Open the Required Packages

library(readxl)
library(ggpubr)
## Loading required package: ggplot2

Import Datasets

Dataset6.3 <- read_excel("D:/SLU/AdvAppliedAnalytics/Dataset6.3.xlsx")

Calculate mean and standard deviation

  1. Stress_Pre
mean(Dataset6.3$Stress_Pre)
## [1] 65.86954
sd(Dataset6.3$Stress_Pre)
## [1] 9.496524

The variable Stress_Pre had a mean of 65.87 and a standard deviation of 9.50

  1. Stress_Post
mean(Dataset6.3$Stress_Post)
## [1] 57.90782
sd(Dataset6.3$Stress_Post)
## [1] 10.1712

The variable Stress_Post had a mean of 57.91 and a standard deviation of 10.17

Create Histograms for Stress_Pre

hist(Dataset6.3$Stress_Pre,
     main = "Stress_Pre",
     breaks = 20,
     col = "lightblue",
     border = "white",
     cex.main = 1,
     cex.axis = 1,
     cex.lab = 1)

The variable “Stress_Pre” appears normally distributed. The data looks symmetrical (most data is in the middle). The data also appears to have a proper bell curve.
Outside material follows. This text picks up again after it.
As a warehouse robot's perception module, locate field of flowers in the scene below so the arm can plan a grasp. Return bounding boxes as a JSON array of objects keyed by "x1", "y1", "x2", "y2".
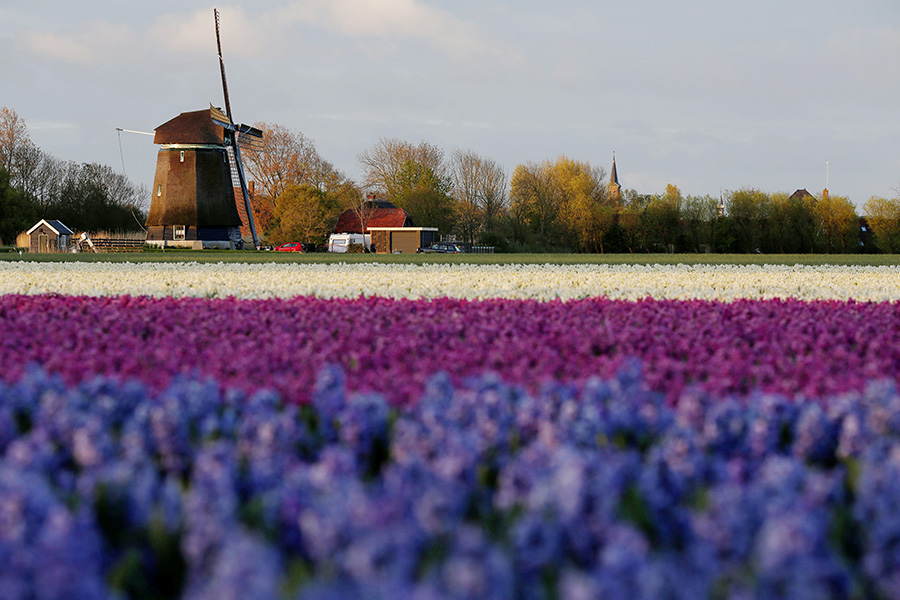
[{"x1": 0, "y1": 263, "x2": 900, "y2": 600}]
Create Histograms for Stress_Post

hist(Dataset6.3$Stress_Post,
     main = "Stress_Post",
     breaks = 20,
     col = "lightblue",
     border = "white",
     cex.main = 1,
     cex.axis = 1,
     cex.lab = 1)

The variable “Stress_Post” appears normally distributed. The data looks symmetrical (most data is in the middle). The data also appears to have a proper bell curve.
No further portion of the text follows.